Gestern Abend lief die ZDF-Reportage, für die ich letzte Woche zugedreht habe. Kann man in der ZDF-Mediathek noch einsehen. Ist ganz schön geworden, wie ich finde. Resonanz war auch gut. Schon bemerkenswert, was man mit vereinten Kräfte dann doch wieder auf die Schnelle auf die Beine stellen kann.

Heute u.a. wieder ein bisschen mit dem Thema Werbung beschäftigt. In dem aktuellen IKEA-Weihnachts-Spot, den ich insofern ganz gelungen finde, als dass er das Fest mal aus der idyllischen Verpackung herausholt, ist mir aber noch was ganz Anderes aufgefallen: Bei ca. 24 Sekunden trägt ein Mann einen ziemlich grellen Strickpullover – so weit, so gut.

ikeapulli

Jedenfalls bin ich mir ziemlich sicher, dass ich mir vor Jahren mal genau dieses Modell im Schlussverkauf bei H&M gekauft habe – und deswegen schon des Öfteren von meinen Mitmenschen belächelt worden bin. Mitunter sogar regelrecht verlacht. Hab ihn damals leider auch eine Nummer zu klein gekauft, egal, Hauptsache, mir gefällt er. Und dass das Ding jetzt von einem kreativen Stylisten für einen Werbespot auserkoren wurde, zeigt doch nur, dass ich meiner Zeit voraus war, oder?
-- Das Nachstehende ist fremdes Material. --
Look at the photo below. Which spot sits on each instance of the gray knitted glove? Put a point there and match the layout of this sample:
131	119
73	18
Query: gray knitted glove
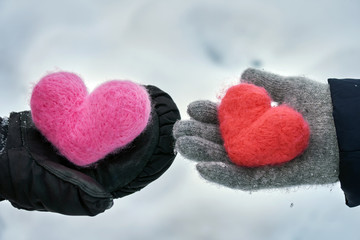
199	138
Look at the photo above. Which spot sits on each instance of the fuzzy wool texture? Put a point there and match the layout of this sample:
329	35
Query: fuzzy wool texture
319	164
256	134
86	127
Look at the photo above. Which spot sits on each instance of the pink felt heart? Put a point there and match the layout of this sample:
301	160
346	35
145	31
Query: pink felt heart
86	127
256	134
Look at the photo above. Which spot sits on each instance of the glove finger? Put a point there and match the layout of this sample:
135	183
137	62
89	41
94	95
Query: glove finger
91	198
280	88
203	111
232	176
206	131
201	150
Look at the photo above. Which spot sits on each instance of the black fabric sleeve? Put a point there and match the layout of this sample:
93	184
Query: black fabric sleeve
345	94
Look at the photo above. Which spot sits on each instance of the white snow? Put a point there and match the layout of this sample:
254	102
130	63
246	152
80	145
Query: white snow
192	49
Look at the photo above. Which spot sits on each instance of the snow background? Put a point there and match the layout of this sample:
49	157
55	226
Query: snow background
192	50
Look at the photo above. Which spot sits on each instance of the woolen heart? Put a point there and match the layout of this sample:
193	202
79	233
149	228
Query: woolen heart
257	134
86	127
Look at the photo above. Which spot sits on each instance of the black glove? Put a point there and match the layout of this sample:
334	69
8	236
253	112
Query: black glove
33	176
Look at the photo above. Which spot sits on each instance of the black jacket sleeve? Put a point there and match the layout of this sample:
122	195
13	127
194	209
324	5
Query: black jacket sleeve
345	95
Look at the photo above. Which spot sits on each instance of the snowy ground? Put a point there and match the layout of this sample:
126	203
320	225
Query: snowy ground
192	50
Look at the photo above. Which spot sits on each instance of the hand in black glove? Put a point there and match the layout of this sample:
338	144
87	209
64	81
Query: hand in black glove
33	176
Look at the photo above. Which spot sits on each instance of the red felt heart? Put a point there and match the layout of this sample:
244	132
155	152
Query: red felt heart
257	134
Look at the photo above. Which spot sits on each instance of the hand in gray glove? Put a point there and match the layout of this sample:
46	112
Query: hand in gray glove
199	138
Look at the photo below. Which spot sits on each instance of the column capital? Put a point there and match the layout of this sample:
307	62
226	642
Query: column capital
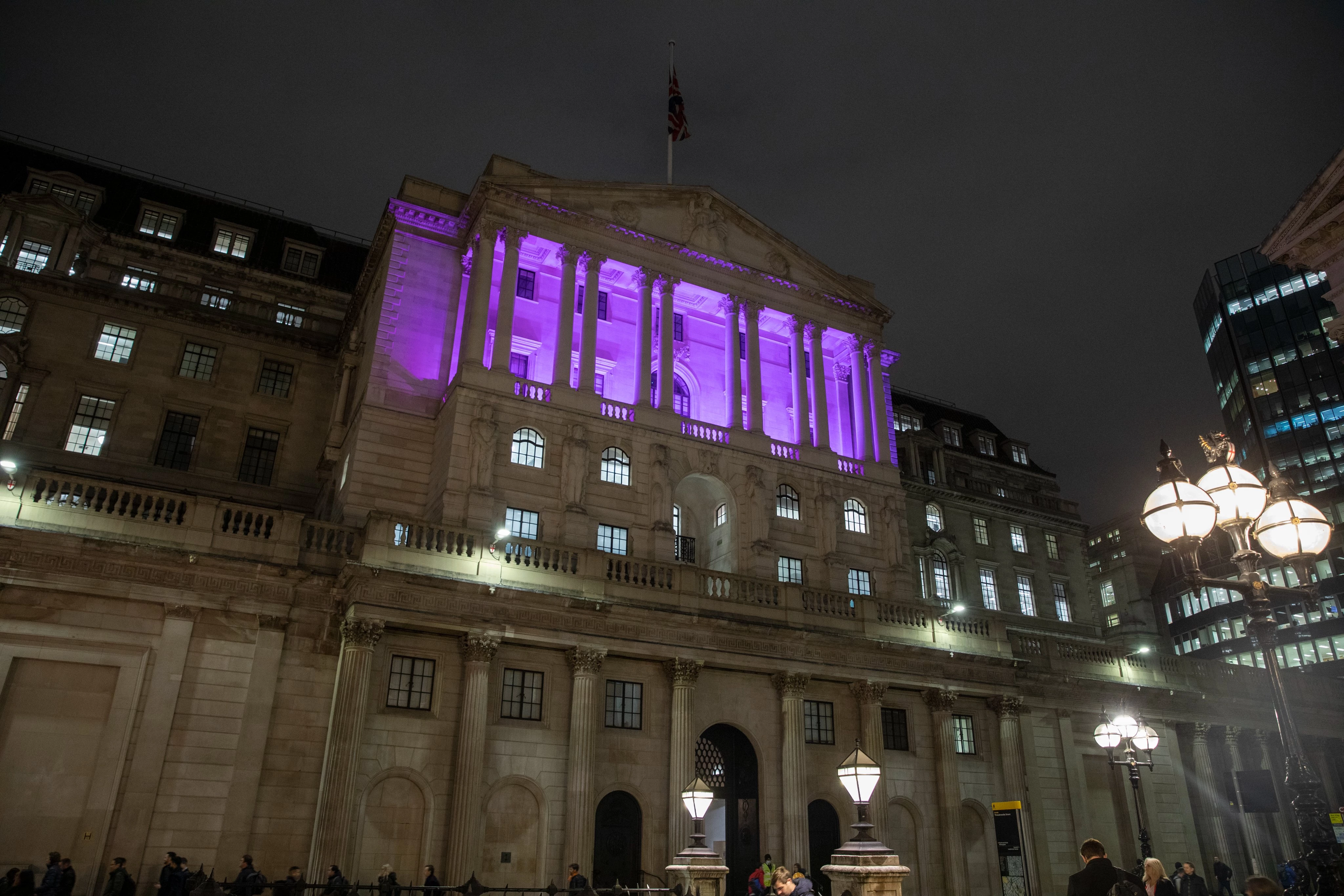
940	699
791	684
361	633
1007	706
869	692
683	672
479	648
585	660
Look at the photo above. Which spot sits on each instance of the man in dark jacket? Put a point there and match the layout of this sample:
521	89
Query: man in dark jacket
1099	875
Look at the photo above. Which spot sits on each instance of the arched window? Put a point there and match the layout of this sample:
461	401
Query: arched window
855	516
616	467
11	315
941	578
529	448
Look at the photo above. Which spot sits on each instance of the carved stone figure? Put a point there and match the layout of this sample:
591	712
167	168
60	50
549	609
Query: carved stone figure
484	432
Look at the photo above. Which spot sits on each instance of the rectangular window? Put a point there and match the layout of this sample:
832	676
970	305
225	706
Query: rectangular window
988	589
522	695
198	362
1052	546
412	683
895	735
33	257
260	453
612	539
624	704
982	527
1026	600
819	722
177	441
964	734
522	524
93	420
15	410
276	379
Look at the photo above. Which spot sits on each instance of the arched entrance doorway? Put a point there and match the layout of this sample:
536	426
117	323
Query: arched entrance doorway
726	761
618	836
823	840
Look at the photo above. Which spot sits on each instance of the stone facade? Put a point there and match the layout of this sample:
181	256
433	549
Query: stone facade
353	664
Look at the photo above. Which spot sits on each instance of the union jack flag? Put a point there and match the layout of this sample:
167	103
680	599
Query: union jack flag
678	128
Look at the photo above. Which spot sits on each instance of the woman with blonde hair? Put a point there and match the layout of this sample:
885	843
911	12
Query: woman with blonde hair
1155	879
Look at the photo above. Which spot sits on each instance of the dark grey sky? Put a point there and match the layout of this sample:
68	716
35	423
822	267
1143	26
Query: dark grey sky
1035	187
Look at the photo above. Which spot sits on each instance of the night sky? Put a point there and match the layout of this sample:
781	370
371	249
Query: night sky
1034	187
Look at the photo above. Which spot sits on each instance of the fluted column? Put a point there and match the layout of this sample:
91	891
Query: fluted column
732	365
1015	774
793	761
1209	796
585	664
869	694
509	292
337	792
683	674
588	343
820	422
949	789
756	413
479	296
644	277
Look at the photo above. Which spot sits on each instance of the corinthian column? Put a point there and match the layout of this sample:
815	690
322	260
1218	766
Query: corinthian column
1015	773
869	694
585	663
337	792
793	761
682	749
949	789
466	813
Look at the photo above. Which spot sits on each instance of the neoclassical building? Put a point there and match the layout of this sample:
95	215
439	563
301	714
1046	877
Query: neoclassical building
475	545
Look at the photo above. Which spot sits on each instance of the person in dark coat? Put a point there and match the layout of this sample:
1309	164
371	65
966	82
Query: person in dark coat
1099	875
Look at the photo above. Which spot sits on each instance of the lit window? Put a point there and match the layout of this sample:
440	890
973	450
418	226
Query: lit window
412	683
529	448
522	695
115	344
855	516
1026	600
89	430
276	379
613	539
964	734
198	362
988	589
819	722
624	704
260	453
33	257
522	524
177	441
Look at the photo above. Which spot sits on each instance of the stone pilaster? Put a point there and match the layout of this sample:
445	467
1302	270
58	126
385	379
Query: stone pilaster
949	790
585	665
337	792
869	695
793	761
683	674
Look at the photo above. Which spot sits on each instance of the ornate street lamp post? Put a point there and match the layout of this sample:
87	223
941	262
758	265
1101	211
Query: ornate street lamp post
1182	514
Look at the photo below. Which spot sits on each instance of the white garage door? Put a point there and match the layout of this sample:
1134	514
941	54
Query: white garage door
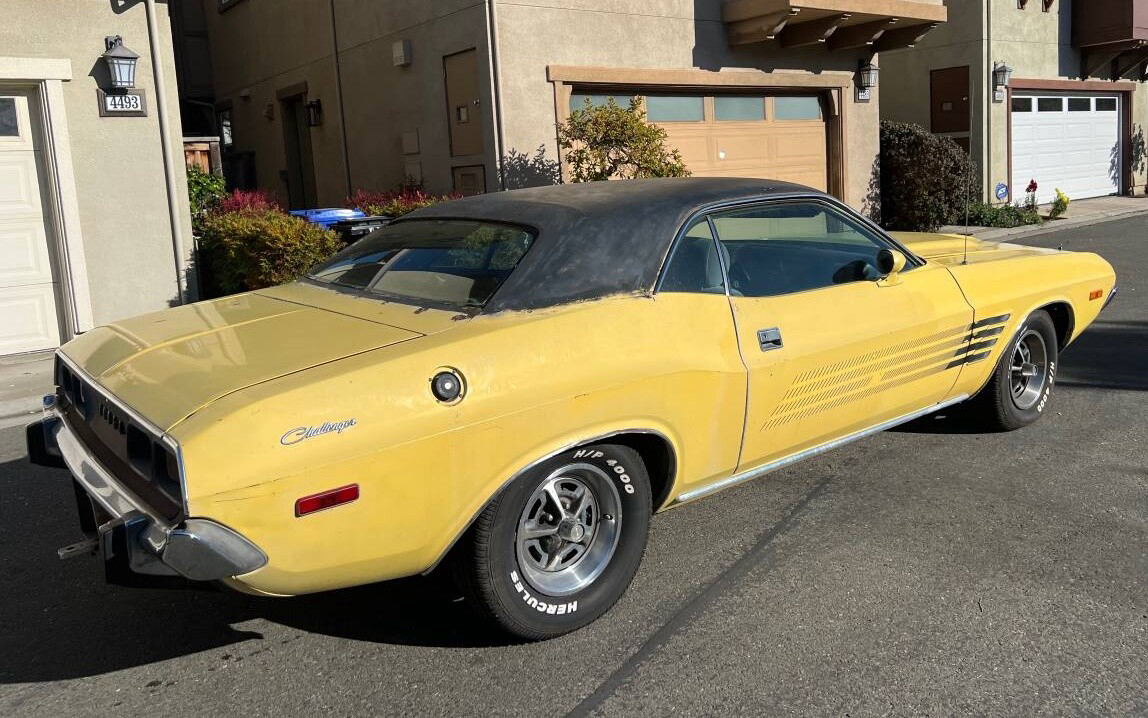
28	303
1071	141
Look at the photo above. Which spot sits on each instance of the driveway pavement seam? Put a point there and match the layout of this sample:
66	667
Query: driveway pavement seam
760	554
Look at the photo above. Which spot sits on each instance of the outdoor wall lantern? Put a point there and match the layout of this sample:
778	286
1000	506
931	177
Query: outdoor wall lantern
313	113
121	62
867	79
1002	75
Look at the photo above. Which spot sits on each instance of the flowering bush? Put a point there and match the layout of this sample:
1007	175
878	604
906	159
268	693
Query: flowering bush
247	200
1060	205
395	202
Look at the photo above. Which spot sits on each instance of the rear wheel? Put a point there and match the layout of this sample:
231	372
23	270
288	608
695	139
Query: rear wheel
557	548
1022	384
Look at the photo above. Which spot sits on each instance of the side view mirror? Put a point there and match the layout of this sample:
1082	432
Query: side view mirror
890	263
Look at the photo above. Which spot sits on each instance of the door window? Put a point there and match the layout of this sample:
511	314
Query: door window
695	265
782	248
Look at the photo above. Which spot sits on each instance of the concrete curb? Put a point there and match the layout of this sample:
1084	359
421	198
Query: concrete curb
991	234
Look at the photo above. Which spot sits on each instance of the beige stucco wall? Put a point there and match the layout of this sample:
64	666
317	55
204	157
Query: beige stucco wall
1037	45
260	48
117	161
652	35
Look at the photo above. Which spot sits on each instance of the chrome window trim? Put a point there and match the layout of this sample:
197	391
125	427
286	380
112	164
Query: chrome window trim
156	432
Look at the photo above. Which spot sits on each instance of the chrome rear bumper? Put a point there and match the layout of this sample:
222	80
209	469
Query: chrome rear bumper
134	540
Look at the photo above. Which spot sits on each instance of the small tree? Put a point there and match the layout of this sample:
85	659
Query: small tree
610	141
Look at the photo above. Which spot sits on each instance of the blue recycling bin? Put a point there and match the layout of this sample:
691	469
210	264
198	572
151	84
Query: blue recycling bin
327	216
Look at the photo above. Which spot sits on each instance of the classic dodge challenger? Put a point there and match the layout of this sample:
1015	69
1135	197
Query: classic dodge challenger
510	385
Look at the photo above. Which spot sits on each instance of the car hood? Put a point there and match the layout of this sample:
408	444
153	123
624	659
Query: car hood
953	248
169	364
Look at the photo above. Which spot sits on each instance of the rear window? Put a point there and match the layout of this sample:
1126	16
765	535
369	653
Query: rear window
452	262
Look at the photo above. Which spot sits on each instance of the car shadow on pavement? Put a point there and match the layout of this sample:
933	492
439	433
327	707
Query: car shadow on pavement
60	619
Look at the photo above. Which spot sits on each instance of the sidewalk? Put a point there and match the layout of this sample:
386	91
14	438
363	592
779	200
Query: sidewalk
24	380
1081	213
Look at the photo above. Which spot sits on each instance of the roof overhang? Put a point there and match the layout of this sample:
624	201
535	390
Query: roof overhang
837	24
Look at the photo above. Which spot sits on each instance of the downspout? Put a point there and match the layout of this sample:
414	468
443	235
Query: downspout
339	95
169	161
493	53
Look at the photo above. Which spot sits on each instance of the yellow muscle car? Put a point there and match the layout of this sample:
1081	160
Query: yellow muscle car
510	385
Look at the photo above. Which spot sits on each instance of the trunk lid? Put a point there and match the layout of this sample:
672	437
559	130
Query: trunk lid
169	364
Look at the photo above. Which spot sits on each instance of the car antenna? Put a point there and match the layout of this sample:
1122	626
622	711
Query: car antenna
968	190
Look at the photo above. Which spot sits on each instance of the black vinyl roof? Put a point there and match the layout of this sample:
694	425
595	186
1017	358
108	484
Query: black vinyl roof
596	239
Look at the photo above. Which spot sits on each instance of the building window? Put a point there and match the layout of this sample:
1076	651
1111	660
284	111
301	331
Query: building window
225	128
797	108
739	108
8	126
675	108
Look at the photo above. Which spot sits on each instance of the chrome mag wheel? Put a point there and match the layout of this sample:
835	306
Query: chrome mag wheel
1029	371
569	529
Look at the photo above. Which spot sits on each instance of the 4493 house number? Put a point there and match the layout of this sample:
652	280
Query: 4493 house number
130	103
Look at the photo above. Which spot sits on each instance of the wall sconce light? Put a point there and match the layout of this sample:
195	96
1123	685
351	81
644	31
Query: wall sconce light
1002	75
866	80
121	62
313	113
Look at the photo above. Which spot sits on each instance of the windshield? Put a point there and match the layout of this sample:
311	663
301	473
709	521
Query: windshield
454	262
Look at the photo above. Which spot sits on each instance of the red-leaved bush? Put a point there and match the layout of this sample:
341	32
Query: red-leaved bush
395	202
247	200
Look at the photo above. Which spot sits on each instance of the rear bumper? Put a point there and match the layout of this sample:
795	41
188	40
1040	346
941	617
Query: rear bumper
137	543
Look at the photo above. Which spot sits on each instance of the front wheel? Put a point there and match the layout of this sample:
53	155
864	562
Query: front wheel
1022	384
558	547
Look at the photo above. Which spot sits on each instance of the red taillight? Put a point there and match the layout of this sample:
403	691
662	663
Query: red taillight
326	500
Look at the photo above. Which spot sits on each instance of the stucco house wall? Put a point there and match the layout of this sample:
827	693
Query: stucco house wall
113	236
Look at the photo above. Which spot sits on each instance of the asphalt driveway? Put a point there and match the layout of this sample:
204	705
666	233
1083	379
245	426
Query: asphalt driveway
932	570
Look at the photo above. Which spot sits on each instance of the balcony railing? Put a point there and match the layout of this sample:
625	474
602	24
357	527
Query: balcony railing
836	24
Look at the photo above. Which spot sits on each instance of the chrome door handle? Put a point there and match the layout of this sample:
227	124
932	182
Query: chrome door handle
769	339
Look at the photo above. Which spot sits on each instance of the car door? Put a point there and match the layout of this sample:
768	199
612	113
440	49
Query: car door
830	346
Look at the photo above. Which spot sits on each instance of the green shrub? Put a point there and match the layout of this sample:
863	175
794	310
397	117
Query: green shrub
1060	205
260	248
999	216
204	191
925	179
609	141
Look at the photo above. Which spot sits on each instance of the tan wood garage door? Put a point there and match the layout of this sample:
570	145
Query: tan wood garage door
28	291
762	136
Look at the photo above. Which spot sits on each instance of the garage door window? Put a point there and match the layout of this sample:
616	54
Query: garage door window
739	108
675	108
797	108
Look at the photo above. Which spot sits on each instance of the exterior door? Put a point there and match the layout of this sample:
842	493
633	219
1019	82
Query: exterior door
1067	141
463	103
830	347
28	286
300	175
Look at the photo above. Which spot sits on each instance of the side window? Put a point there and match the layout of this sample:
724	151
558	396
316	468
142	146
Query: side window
791	247
695	265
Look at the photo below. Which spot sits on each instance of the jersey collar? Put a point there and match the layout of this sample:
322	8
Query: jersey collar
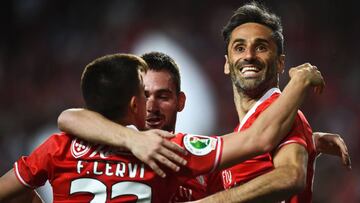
267	95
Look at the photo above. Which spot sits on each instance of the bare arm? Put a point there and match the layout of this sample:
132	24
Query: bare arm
275	122
148	146
12	190
332	144
288	178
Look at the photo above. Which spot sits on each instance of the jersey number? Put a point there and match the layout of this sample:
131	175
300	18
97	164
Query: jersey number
98	189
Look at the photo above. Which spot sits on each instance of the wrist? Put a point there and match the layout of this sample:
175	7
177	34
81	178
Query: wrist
301	79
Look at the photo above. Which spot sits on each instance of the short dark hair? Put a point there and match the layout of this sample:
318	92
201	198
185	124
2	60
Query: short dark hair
109	82
256	13
159	61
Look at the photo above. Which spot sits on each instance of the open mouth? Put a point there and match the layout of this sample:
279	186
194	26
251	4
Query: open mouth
154	120
249	71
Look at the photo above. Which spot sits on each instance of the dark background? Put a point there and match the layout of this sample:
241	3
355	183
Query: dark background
44	46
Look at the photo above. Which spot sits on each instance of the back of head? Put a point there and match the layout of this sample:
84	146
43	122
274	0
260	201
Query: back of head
158	61
255	13
109	82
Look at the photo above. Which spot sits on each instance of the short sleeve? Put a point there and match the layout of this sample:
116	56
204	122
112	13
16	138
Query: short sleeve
34	170
204	153
299	133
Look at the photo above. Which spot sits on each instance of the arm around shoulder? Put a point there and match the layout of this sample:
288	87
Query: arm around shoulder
14	191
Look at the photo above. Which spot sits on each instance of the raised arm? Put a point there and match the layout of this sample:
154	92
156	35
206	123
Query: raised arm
332	144
275	122
13	191
148	146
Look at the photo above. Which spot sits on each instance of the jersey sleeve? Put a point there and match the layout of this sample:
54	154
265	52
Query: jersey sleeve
204	153
34	170
299	133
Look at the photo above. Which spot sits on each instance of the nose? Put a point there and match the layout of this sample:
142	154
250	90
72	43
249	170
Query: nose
249	54
151	104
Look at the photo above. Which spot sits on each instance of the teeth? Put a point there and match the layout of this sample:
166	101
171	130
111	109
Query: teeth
249	68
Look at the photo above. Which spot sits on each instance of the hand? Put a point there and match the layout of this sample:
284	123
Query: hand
152	147
310	74
333	144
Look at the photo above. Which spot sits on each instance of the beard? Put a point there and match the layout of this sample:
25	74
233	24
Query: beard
257	86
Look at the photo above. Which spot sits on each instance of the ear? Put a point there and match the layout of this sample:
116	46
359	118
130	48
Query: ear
133	105
181	101
281	64
226	66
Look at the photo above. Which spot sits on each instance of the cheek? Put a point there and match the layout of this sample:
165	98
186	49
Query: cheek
168	108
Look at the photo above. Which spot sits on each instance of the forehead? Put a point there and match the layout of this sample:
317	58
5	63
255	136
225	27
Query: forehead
251	32
155	80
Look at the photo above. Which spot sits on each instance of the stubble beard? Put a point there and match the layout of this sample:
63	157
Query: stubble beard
253	87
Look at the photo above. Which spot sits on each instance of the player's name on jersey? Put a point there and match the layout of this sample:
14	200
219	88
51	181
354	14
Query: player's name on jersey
118	169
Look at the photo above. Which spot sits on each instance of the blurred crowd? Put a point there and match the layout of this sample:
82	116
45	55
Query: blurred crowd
44	46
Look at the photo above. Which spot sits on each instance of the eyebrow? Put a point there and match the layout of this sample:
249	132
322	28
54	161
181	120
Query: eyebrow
257	40
161	91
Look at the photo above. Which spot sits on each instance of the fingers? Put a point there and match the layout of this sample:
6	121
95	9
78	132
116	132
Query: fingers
156	168
174	147
165	161
163	133
173	156
344	153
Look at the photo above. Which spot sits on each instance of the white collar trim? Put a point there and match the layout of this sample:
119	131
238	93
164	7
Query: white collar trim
267	95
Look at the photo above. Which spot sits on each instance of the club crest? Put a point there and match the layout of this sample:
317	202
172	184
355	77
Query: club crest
199	145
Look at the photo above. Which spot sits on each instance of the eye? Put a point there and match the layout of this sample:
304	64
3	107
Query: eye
261	48
239	48
147	95
164	96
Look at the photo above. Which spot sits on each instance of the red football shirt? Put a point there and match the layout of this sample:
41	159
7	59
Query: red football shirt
300	133
80	172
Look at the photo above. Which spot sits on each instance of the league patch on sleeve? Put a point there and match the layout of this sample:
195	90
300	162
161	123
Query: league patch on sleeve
79	148
199	145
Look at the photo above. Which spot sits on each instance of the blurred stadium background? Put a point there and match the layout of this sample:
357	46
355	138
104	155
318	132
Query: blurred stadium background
44	46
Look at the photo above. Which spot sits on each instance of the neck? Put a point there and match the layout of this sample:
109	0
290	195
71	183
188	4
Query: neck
244	102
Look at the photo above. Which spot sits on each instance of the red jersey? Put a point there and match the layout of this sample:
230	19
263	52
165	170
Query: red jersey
300	133
80	172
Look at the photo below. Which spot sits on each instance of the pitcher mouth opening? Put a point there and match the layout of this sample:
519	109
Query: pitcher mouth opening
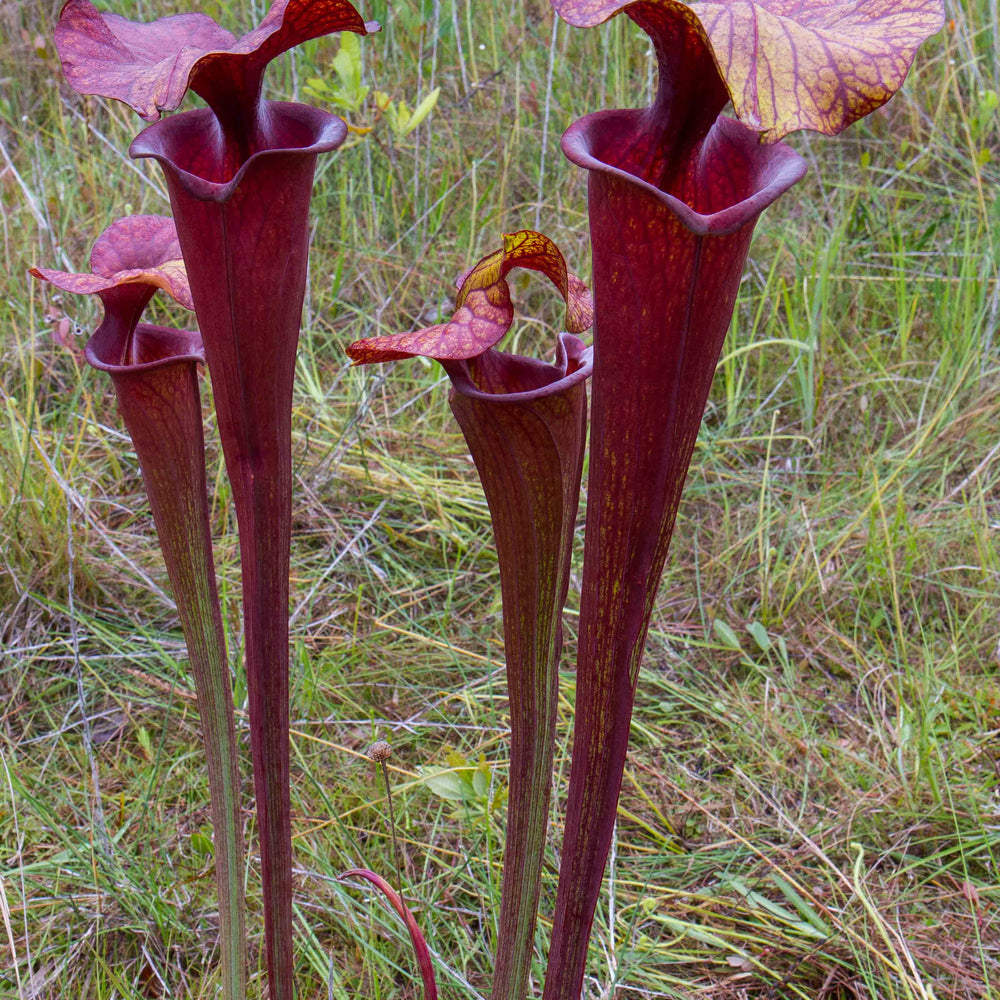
192	144
730	179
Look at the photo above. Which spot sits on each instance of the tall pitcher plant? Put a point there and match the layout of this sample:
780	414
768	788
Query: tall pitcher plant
674	192
239	173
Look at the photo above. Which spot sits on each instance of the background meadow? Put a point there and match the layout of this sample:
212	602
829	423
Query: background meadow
811	806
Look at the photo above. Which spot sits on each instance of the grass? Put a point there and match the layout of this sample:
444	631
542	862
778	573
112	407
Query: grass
811	806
Ansonsten? Ärgere ich mich zunehmend über die McDonalds Plakate für den „Bio-Burger“. Nicht nur, weil es gar kein richtiger Bio Burger ist (deswegen heißt er offiziell ja auch nur „McB“), sondern weil ich finde, dass Sprüche wie: Kann Spuren von gutem Gewissen enthalten oder Schützt ihre Umwelt vor Magenknurren wichtige Themen wie Umweltschutz und Nachhaltigkeit auf eine blöde Art ins Lächerliche ziehen. Verstehe im Übrigen auch gar nicht, wie es der Slogan Kann Spuren von gutem Gewissen enthalten überhaupt durch die Chefetagen geschafft hat. Bei mir löst das einzig und allein den Gedanken aus, dass man den Rest der McDonalds-Speisekarte nur mit schlechtem Gewissen konsumieren kann. Also, ja, zugegeben, der H&M-Pulli ist womöglich jetzt auch nicht gerade der nachhaltigste Öko-Knaller … oh, hab den Spot gerade nochmal geguckt. Es wird immer besser: Der junge Mann im Spot küsst später nämlich noch seinen Freund. Wenn der Pulli in Fachkreisen jetzt also als hip für die Gay-Community angesehen wird, dann war ich wirklich meiner Zeit voraus …

ikeapulli2

Bin begeistert und wünsche allenthalben einen besinnlichen Abend.